En conclusion, il s’agit d’aimer
Finalement, on le voit, c’est de petits pas en petits pas que l’on descend tranquillement du chemin de la perdition, de petits pas en petits pas, et au bout d’un moment, on est tellement bien dans ce chemin de la médiocrité, qu’on ne sait même plus ressortir la tête.
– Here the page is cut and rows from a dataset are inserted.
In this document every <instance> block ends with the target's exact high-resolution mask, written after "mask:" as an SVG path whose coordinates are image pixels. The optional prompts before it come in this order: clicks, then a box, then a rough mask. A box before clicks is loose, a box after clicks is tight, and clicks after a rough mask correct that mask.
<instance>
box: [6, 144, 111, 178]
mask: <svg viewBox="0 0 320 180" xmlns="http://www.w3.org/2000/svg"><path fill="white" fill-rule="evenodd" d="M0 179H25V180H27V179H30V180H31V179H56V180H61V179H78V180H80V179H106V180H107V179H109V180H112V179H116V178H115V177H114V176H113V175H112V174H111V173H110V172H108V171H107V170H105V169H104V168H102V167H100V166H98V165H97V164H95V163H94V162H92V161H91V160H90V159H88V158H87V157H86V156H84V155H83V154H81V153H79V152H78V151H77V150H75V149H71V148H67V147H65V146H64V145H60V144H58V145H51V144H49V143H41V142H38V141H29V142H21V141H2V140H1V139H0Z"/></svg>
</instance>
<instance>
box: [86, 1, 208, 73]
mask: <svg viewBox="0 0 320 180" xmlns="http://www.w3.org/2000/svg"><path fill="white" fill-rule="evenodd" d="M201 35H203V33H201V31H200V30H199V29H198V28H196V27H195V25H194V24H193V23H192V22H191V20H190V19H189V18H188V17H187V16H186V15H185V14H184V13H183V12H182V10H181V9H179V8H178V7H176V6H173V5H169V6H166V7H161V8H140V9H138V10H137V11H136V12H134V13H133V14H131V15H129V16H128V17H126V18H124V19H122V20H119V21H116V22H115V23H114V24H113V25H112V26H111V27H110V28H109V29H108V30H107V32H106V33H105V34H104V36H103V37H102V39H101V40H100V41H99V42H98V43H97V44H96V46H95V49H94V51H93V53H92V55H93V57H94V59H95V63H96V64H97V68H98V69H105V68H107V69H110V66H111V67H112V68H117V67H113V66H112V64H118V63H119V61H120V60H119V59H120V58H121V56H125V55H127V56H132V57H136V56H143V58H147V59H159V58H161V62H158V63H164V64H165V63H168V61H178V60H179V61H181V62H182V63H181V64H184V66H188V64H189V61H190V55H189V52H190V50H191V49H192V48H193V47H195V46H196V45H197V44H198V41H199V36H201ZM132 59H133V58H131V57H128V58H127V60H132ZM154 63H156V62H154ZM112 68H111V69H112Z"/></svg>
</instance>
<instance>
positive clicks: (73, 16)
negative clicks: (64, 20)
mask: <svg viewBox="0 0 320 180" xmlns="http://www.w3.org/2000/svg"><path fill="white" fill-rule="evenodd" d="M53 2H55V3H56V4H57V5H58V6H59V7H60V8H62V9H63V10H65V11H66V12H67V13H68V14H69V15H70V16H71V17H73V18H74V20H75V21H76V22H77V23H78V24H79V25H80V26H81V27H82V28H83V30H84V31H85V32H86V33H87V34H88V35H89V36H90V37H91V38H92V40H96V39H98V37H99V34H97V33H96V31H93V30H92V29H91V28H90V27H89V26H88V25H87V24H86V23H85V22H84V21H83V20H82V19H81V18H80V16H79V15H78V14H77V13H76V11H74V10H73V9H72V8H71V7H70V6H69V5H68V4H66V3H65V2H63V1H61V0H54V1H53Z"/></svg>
Alors le Seigneur vient nous bousculer : « il y a un choix pour toi : la joie de Dieu, ou la géhenne ». Que choisissons-nous ? Je vous parlais du péché contre lequel il faut lutter, et je le maintiens, il faut le faire ; pour autant, vous le savez comme moi, quand il s’agit de lutter contre un péché, on fait plus facilement le compte de nos échecs que de nos réussites.
Or il ne faut pas oublier une chose, c’est d’aimer : donc il faut lutter contre les manques d’amour, oui, mais surtout faire grandir l’amour, la joie, le bien autour de nous, là où nous sommes, avec mari, femme, parents, enfants, voisins, camarade de classe, de travail, même avec ceux qui sont fatigants, vous les connaissez ! Faire grandir la joie et l’amour là où nous sommes, aimer et se laisser aimer pour pouvoir attendre ce pour quoi nous sommes faits, dès aujourd’hui, et le continuer dans l’éternité, dans la vraie joie, et dans le vrai bonheur.